ARS EEO, Civil Rights Awards AnnouncedBy Jim Core
February 2, 2004
BELTSVILLE, Md., Feb. 2--Agricultural Research Service (ARS) chemist Shu-I Tu of Wyndmoor, Pa., and members of the agency's Mid South Area Workforce Diversity Committee in Stoneville, Miss., have won the 2003 ARS Administrator's Equal Employment Opportunity and Civil Rights Awards. ARS is the U.S. Department of Agriculture's chief scientific research agency.
Tu, a research leader at the agency's Eastern Regional Research Center (ERRC) in Wyndmoor, is being recognized for outstanding leadership and contribution to the agency's EEO and civil rights programs.
The Mid South Area Workforce Diversity Committee, headquartered in Stoneville, Miss., is comprised of 19 agency employees. The committee is being honored for establishing diversity in the workplace and fostering an environment where all employees contribute creative ideas, seek challenges, assume leadership and exceed at business and personal objectives.
Tu has used several career enhancement programs to develop underrepresented employees' full potential and utilize their skills to the maximum. He takes advantage of training opportunities to increase the skills of all ERRC workers. He has developed and contributed to outreach programs in the area, including hosting minority students from the area to allow them to observe ERRC researchers and expose them to scientific career fields.
Tu established the ERRC's Asian Pacific American Heritage Observance in 1986 to foster employee awareness. The annual event includes lectures, cultural exhibits, ethnic luncheons and art demonstrations.
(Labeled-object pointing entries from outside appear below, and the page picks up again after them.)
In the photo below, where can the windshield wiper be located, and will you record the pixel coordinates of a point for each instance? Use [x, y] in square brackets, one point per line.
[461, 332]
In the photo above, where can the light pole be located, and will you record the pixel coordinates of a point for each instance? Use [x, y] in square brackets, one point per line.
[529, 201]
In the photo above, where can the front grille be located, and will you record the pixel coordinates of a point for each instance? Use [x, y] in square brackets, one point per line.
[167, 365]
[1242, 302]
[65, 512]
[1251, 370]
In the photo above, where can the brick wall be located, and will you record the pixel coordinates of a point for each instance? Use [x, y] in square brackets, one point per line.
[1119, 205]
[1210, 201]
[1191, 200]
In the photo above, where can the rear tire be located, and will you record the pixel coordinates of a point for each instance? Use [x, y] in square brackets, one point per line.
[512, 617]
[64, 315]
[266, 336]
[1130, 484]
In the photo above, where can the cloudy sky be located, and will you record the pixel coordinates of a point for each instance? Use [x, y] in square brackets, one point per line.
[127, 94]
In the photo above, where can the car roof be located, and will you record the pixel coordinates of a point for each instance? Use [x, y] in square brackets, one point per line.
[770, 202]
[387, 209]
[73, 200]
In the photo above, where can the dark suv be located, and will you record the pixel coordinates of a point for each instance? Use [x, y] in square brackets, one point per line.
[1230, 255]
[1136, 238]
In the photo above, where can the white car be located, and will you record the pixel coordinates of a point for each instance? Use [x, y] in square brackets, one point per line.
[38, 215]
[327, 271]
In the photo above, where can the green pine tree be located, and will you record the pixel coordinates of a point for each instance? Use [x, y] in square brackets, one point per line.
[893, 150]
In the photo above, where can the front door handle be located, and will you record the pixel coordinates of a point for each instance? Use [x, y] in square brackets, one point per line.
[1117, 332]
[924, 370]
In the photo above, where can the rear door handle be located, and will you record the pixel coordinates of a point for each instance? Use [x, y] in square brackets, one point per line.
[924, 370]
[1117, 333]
He also co-founded the Philadelphia Chapter of the Asian Pacific American Network in Agriculture in 1995 and served as president for three years.
Edgar King, the Mid South Area (MSA) director in Stoneville, established the Workforce Diversity Committee in 1998 to diversify ARS workforce locations in Kentucky, Tennessee, Louisiana, Alabama and Mississippi. King assembled a team of MSA employees to serve on the committee. They were to follow the principle that development of the most innovative, productive and efficient workforce required incorporation of a philosophy among its fellow employees of fostering a culture built on trust, respect, teamwork, communication, empowerment and commitment.
The committee took three courses of action to achieve diversity in the MSA workplace: recruitment and outreach programs, retention through training and development, and fostering a spirit of inclusion and assimilation.
In the area of hiring, the committee vigorously recruited targeted groups for vacancies and built pools of potential candidates, including high school students, for future employment. The committee also developed educational materials for distribution and a web site to highlight employment opportunities in agricultural sciences as well as administrative positions. Officials charged with selecting employees at all locations in the area were required to submit proof in writing that they made all reasonable efforts to consider individuals from under-represented groups for open positions. This policy was later adopted agency-wide.